In other studies, the period considered to define the binge drinker varies: the excessive and rapid drinking behavior must have occurred once in the last two weeks, once a week in the last 3 months, or once in the last year.

Researchers have proposed the calculation of a score of binge by adding the consumption rate – the number of glasses drunk per hour (which occupies the most important weight in the formula) – to the percentage corresponding to the number of times one is drunk (out of a total number of drinking occasions) and the number of times one has been drunk in the last 6 months.

Test yourself online and evaluate your consumption

The BDCT or Binge Drinking Classification Tool is a binge drinking classification tool available online which has been recently developed to fit within this behavior which is actually a continuum.

High or even very high intensity binge drinking

Consuming 6 to 7 glasses of alcohol in 2 hours to reach a blood alcohol level of 0.8g/L (level I) can actually be a fairly low threshold. Indeed, it is not uncommon to have episodes of much more intense consumption of twice (level II), three times (level III) or even four times this threshold. This is called “extreme” binge drinking.

This has led researchers to define high-intensity and very high-intensity binge drinking. The short-term and long-term consequences as well as the profile of binge drinkers can therefore be completely different.

An American study For example, level I binge drinking increases the risk of ending up in the emergency room by 13 times. Levels II and III increase this risk by 10 and 93 times, respectively.
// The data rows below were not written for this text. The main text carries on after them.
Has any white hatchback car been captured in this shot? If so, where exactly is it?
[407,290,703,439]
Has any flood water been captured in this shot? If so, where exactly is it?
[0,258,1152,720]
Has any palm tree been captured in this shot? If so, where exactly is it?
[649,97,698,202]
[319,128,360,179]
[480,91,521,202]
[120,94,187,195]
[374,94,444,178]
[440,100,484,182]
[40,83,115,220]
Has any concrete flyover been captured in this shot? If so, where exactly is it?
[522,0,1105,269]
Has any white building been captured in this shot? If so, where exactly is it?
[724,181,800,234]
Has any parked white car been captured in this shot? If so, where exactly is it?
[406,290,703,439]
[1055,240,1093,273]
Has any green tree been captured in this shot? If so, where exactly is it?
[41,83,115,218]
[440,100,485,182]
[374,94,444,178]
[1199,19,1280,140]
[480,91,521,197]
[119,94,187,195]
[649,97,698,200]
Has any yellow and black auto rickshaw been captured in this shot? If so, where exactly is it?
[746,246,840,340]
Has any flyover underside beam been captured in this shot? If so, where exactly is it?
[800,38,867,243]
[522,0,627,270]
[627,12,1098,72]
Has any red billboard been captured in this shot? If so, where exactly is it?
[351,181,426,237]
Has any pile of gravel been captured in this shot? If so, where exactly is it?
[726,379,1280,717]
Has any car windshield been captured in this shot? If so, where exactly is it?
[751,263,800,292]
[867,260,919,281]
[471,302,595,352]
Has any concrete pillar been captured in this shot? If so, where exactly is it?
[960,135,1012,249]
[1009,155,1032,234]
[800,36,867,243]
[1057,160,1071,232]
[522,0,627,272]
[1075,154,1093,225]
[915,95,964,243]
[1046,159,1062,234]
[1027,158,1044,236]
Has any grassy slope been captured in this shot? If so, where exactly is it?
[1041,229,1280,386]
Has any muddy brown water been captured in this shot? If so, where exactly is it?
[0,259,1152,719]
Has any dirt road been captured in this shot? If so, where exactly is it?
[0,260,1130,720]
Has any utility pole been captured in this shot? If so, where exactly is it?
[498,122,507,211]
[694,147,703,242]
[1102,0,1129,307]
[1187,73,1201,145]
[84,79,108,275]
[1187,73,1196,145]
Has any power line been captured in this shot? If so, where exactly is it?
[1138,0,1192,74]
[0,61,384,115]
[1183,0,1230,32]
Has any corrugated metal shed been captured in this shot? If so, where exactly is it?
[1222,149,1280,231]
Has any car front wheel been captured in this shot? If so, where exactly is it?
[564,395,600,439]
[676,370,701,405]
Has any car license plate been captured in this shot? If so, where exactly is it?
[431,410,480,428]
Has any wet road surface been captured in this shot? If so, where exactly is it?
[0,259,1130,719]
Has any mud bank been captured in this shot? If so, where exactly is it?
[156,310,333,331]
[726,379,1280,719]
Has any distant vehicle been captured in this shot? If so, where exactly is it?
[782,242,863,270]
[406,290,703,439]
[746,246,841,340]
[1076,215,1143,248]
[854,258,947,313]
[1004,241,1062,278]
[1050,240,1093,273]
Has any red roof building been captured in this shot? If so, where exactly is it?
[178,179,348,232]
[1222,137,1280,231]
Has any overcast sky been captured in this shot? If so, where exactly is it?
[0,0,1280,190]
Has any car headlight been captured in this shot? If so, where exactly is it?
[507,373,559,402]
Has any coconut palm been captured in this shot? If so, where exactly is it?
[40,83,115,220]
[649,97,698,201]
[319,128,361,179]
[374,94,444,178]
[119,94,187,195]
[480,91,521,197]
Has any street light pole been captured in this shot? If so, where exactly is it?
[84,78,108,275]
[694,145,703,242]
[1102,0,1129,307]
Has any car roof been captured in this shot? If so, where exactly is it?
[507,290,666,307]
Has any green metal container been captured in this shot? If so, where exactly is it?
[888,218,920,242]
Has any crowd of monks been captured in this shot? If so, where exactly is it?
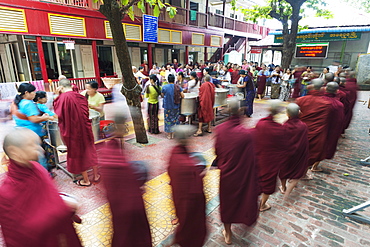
[0,68,357,247]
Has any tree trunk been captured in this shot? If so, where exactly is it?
[99,0,148,143]
[281,0,306,69]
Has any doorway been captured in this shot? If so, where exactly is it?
[98,46,114,77]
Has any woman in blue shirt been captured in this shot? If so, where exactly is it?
[13,83,51,171]
[162,74,184,139]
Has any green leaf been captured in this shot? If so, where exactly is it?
[153,5,161,17]
[127,6,135,21]
[158,0,166,9]
[168,7,177,19]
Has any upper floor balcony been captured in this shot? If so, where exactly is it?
[35,0,268,38]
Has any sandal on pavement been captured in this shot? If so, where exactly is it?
[93,173,101,184]
[76,179,92,187]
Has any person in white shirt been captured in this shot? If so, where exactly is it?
[188,71,200,94]
[279,68,294,101]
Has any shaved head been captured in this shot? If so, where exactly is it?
[326,81,339,93]
[229,97,240,115]
[325,73,334,82]
[286,103,300,118]
[268,99,282,115]
[312,79,324,90]
[59,79,72,88]
[3,128,42,164]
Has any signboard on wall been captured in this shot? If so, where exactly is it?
[274,32,361,43]
[63,40,75,50]
[251,46,262,54]
[295,43,329,58]
[143,15,158,43]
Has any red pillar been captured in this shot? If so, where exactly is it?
[204,47,208,62]
[92,40,101,87]
[35,36,49,83]
[148,44,153,68]
[185,46,189,64]
[244,38,248,59]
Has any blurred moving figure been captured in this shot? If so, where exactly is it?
[0,128,81,247]
[255,100,289,212]
[99,116,152,247]
[297,79,331,171]
[168,125,207,247]
[54,79,100,186]
[215,99,259,244]
[279,103,308,200]
[324,81,344,159]
[194,75,215,136]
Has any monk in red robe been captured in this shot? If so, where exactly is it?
[255,100,289,212]
[168,125,207,247]
[0,128,81,247]
[194,75,215,136]
[279,103,308,200]
[297,79,331,171]
[54,79,100,186]
[99,139,152,247]
[341,70,358,134]
[323,82,344,159]
[215,100,259,244]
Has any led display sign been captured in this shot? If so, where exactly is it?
[295,43,329,58]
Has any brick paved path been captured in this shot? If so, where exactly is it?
[0,92,370,247]
[205,92,370,247]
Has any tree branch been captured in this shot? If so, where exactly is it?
[121,0,140,13]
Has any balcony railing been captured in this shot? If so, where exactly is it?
[35,0,268,37]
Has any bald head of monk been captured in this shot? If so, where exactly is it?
[326,81,339,93]
[3,128,42,167]
[268,99,282,116]
[325,72,334,83]
[229,97,240,116]
[312,79,324,90]
[286,103,300,118]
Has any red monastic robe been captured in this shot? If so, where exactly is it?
[99,140,152,247]
[215,116,260,226]
[297,90,331,166]
[279,118,308,179]
[168,145,207,247]
[198,81,215,123]
[0,160,81,247]
[54,91,97,174]
[323,93,344,159]
[344,78,358,129]
[336,86,350,129]
[255,116,289,195]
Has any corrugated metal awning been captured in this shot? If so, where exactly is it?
[269,26,370,35]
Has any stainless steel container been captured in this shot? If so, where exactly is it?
[180,93,198,115]
[47,109,100,147]
[227,84,240,95]
[214,88,229,106]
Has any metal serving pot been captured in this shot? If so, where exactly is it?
[47,109,100,147]
[180,93,198,115]
[215,88,229,106]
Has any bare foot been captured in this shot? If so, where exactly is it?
[279,186,286,194]
[222,230,232,245]
[260,203,271,212]
[311,167,322,172]
[301,174,313,180]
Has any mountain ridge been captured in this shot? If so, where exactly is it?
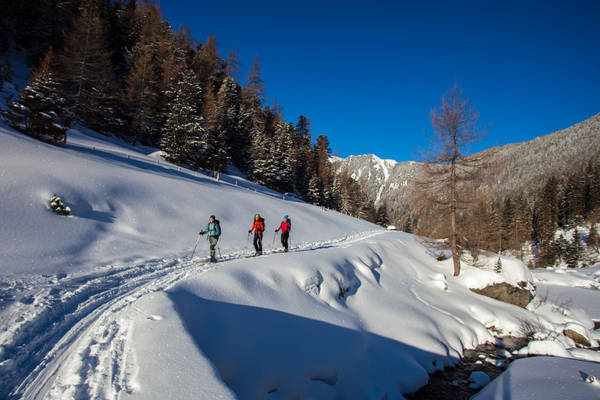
[331,113,600,225]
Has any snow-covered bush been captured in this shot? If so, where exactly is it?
[50,195,71,216]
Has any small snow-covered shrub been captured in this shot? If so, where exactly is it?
[50,195,71,216]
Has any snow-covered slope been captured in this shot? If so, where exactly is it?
[331,114,600,225]
[0,128,377,276]
[0,123,600,399]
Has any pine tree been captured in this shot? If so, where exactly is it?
[3,50,71,144]
[161,71,204,164]
[217,76,250,171]
[200,91,228,176]
[534,177,559,264]
[58,0,111,126]
[225,49,242,82]
[125,4,164,145]
[307,173,324,205]
[586,224,600,251]
[246,56,265,104]
[565,230,583,268]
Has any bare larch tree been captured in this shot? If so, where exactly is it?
[418,84,487,276]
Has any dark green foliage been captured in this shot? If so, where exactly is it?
[161,72,204,164]
[7,0,380,224]
[3,52,71,144]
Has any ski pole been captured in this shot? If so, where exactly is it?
[190,235,200,260]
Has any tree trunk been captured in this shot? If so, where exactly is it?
[450,155,460,276]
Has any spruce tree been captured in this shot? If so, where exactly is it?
[58,0,111,126]
[199,91,228,176]
[3,50,71,144]
[125,4,164,145]
[217,76,250,171]
[161,71,204,164]
[565,229,583,268]
[246,56,265,104]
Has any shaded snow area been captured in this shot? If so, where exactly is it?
[0,124,600,399]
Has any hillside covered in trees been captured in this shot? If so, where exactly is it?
[0,0,375,220]
[333,114,600,266]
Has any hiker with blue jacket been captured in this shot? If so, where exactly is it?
[200,215,221,262]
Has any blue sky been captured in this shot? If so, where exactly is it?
[161,0,600,161]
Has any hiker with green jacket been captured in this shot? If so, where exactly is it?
[200,215,221,262]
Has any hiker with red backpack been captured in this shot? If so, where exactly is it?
[248,214,265,256]
[275,215,292,252]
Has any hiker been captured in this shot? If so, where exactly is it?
[248,214,265,256]
[275,215,292,252]
[200,215,221,262]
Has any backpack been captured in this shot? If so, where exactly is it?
[215,219,223,239]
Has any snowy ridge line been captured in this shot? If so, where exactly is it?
[71,135,301,201]
[0,230,386,399]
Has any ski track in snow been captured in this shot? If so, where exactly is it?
[0,230,385,399]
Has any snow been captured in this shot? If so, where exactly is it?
[0,123,600,399]
[469,371,490,389]
[473,357,600,400]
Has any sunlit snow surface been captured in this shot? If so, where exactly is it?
[0,123,600,399]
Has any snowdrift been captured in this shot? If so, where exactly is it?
[0,123,600,399]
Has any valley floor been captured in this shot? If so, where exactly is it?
[0,231,600,399]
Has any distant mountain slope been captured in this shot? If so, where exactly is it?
[332,114,600,224]
[483,113,600,195]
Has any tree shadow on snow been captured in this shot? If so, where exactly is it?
[169,288,458,399]
[66,144,219,185]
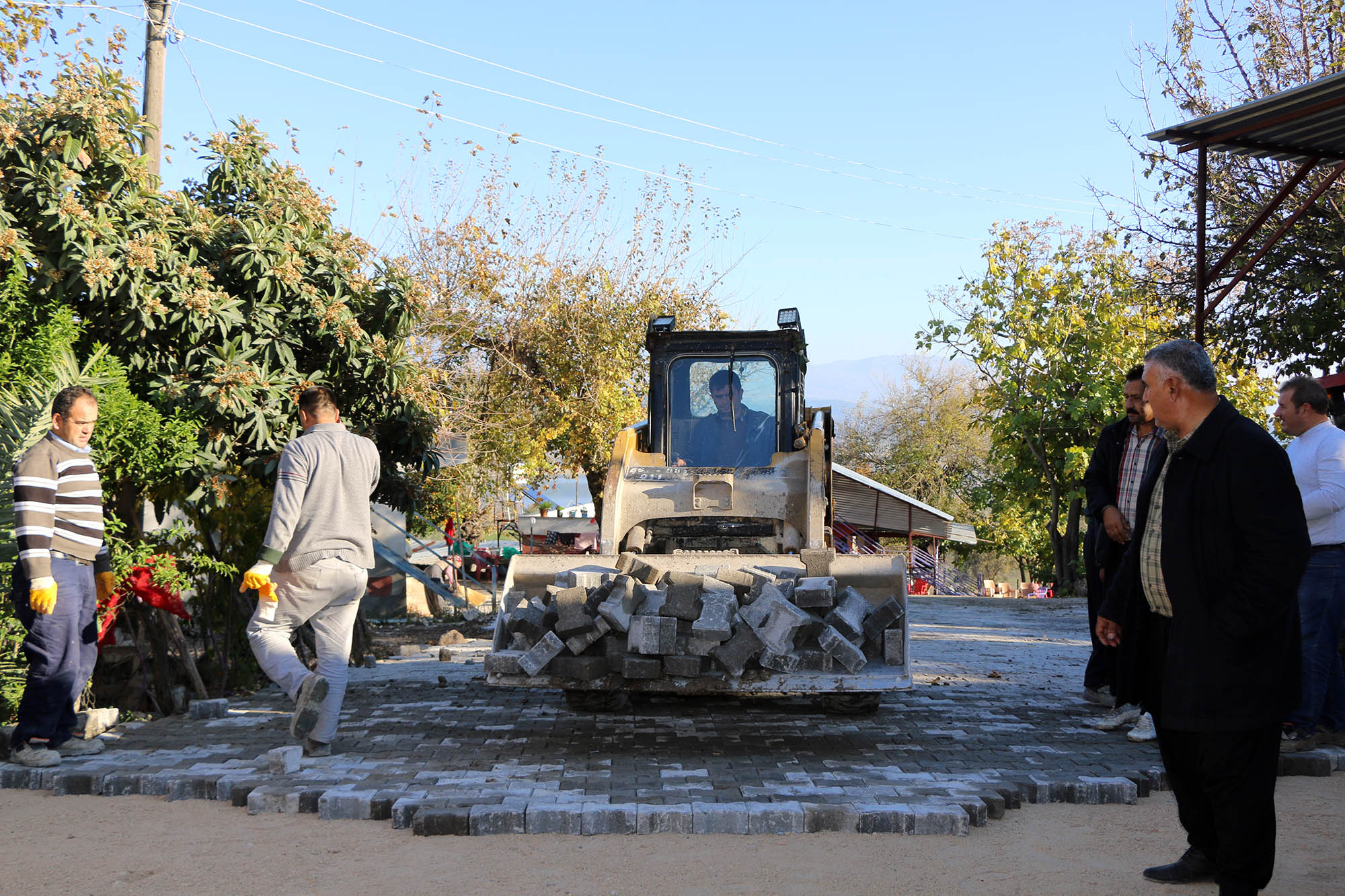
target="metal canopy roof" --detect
[831,463,976,545]
[1149,71,1345,163]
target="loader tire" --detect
[818,694,880,716]
[565,690,631,713]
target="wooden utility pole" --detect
[141,0,172,179]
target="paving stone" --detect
[187,697,229,719]
[486,645,523,676]
[794,576,837,610]
[412,806,477,837]
[710,624,765,678]
[164,775,222,802]
[625,616,677,657]
[803,803,859,834]
[818,626,869,673]
[468,806,527,837]
[746,802,804,834]
[523,802,584,834]
[691,802,748,834]
[581,803,638,834]
[824,587,873,639]
[635,803,695,834]
[518,631,565,677]
[266,744,304,775]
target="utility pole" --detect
[141,0,172,179]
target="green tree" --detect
[1111,0,1345,372]
[402,156,733,516]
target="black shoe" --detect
[1145,846,1215,884]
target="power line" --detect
[178,0,1093,215]
[179,32,976,242]
[295,0,1098,206]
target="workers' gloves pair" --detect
[28,572,117,616]
[238,563,274,592]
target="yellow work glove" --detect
[28,576,56,616]
[238,564,272,592]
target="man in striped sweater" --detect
[9,386,113,767]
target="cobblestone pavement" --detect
[0,598,1345,834]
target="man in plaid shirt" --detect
[1084,364,1167,740]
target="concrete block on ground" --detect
[710,624,765,678]
[854,803,909,834]
[625,616,677,657]
[691,591,738,642]
[546,653,608,681]
[565,616,612,657]
[826,587,873,639]
[414,806,475,837]
[187,697,229,719]
[862,598,907,642]
[635,803,695,834]
[73,706,121,745]
[818,626,869,673]
[907,803,971,837]
[663,657,709,678]
[164,774,223,803]
[468,805,527,837]
[794,576,837,610]
[266,744,304,775]
[518,631,565,677]
[317,788,378,821]
[523,802,584,834]
[621,654,663,678]
[691,803,748,834]
[748,802,806,834]
[581,803,639,834]
[803,803,859,834]
[882,628,907,666]
[486,645,525,676]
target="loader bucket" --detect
[487,552,912,696]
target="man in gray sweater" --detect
[239,386,379,756]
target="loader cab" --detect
[644,308,807,469]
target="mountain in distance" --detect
[803,355,909,418]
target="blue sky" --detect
[67,0,1176,362]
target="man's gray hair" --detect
[1145,339,1219,391]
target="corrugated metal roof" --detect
[831,464,975,542]
[1149,71,1345,163]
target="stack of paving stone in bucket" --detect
[486,555,905,680]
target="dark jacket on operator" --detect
[1099,398,1310,732]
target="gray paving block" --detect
[187,697,229,719]
[164,775,222,802]
[523,802,584,834]
[748,802,806,834]
[412,806,475,837]
[691,803,748,834]
[854,803,909,834]
[803,803,859,834]
[317,788,378,821]
[581,803,638,834]
[635,803,695,834]
[266,744,304,775]
[907,803,971,837]
[469,806,527,837]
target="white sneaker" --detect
[1088,704,1142,731]
[1126,713,1158,741]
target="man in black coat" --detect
[1098,339,1309,893]
[1084,364,1167,715]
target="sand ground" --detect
[0,774,1345,896]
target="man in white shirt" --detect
[1275,376,1345,752]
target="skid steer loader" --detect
[486,308,911,712]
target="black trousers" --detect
[1145,615,1279,895]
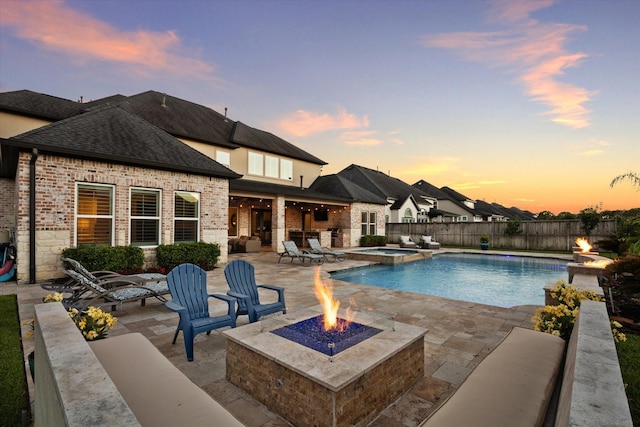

We recently offered objective criteria with operational measures of binge drinking and binge drinkers:
– Binge drinking episodes must cause frequent physiological (significant blood alcohol level) and psychological (drunkenness) effects (at least twice a month during the last 12 months)
– Consumption must be rapid.
– Binge drinking episodes must be interspersed with periods of no drinking.
– It is necessary to determine whether the binge drinker is already alcohol dependent, if he has parents who are themselves affected by alcohol dependence and if he does not have fetal alcohol syndrome
– Finally, we need to know if the binge drinker suffers from other addictions and psychiatric illnesses.

Also take into account individual profiles and the social environment

We conducted a study which shows that patients seen in emergency rooms do not present the same characteristics, depending on whether we base ourselves on the definition ofOrganisation World Health Organization or WHO (6 drinks per occasion) or that of the American NIAAA institute (6 to 7 drinks in 2 hours and a blood alcohol level of 0.8g/L).

Binge drinking as defined by the NIAAA identifies patients who have a more serious alcohol consumption problem and, above all, more severe after-effects linked to this consumption.